Dass die Sammlung mit einer eher zerfledderten Version des Titelsongs schließt, bei der Tom Esmitz a.k.a. Milf Burray die Ohrwurmmelodie nur andeutungsweise in den experimentellen Arrangements erkennen lässt, zeigt noch einmal, wie viel unterschiedliches kreative Musiker aus Coil herausholen können, wenn sie die Stücke respektvoll gegen den Strich kämmen. Die hier versammelten Interpreten decken letztlich ein relativ großes Spektrum ab, und da niemand versucht, die Originale blos mit simpleren Mitteln nachzuspielen, ist die Sammlung in jedem Fall gelungener als diverse Dark Ambient-Tributes im letzten Jahrzehnt (die Coil m.E. immer noch ein würdigeres Nachleben beschert hatten als die Fetischisierung noch der irrelevantesten Restposten aus dem Nachlass der Band, aber das ist freilich ein anderes Thema).

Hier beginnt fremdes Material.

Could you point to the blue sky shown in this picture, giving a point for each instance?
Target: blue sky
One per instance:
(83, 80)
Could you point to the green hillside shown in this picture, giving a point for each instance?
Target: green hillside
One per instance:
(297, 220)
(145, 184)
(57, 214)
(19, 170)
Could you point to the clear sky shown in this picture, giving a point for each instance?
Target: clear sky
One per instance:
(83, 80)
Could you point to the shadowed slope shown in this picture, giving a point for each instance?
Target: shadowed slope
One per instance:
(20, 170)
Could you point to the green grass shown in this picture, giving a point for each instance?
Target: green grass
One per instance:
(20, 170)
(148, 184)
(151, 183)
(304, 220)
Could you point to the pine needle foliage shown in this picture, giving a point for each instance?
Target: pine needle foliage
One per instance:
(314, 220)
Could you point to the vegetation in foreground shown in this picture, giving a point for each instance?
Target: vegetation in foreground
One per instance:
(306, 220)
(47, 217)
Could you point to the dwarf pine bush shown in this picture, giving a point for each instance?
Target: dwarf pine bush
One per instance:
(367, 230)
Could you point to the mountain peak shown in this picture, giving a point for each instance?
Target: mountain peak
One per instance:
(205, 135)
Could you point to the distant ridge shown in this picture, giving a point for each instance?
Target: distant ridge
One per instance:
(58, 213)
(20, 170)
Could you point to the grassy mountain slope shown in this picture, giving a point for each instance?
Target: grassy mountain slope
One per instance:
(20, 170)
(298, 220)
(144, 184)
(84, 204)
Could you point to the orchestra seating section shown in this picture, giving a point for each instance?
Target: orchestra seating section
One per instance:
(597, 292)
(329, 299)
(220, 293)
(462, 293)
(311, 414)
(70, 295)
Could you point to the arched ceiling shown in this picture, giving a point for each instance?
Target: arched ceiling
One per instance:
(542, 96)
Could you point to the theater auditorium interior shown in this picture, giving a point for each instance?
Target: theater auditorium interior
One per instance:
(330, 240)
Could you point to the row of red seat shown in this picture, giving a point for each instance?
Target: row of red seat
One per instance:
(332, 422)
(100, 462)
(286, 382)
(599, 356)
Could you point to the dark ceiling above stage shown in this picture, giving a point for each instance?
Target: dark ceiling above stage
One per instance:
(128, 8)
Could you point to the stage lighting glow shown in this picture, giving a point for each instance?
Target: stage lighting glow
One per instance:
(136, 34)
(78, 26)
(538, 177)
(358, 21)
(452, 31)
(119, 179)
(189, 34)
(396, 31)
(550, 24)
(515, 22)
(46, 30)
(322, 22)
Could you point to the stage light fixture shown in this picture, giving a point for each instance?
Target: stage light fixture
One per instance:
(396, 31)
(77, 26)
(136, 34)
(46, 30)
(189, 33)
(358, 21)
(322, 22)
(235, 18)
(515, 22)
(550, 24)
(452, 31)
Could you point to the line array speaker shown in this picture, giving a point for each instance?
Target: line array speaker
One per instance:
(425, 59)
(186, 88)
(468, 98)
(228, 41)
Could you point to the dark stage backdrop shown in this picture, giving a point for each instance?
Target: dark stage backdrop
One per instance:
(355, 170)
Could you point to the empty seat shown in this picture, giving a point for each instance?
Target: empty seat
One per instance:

“El Hombre es el Animal” ist bislang digital erhältlich, für die nähere Zukunft ist ein Tape in Planung. Könnte ich zaubern, gäbe es schon bald einen zweiten Teil unter dem Titel “La superficialidad constante conduce al mal” – enthalten wäre eine treibende “Panic”-Version von Coagul und Escama Serrada mit “Constant Shallowness” in Kurzform. Niedowierzanie würde “Lorca not Orca” auf der Mandoline covern, und von Rosa Solé gäbe es eine kammermusikalische Version von “Titan Arch”. (U.S.)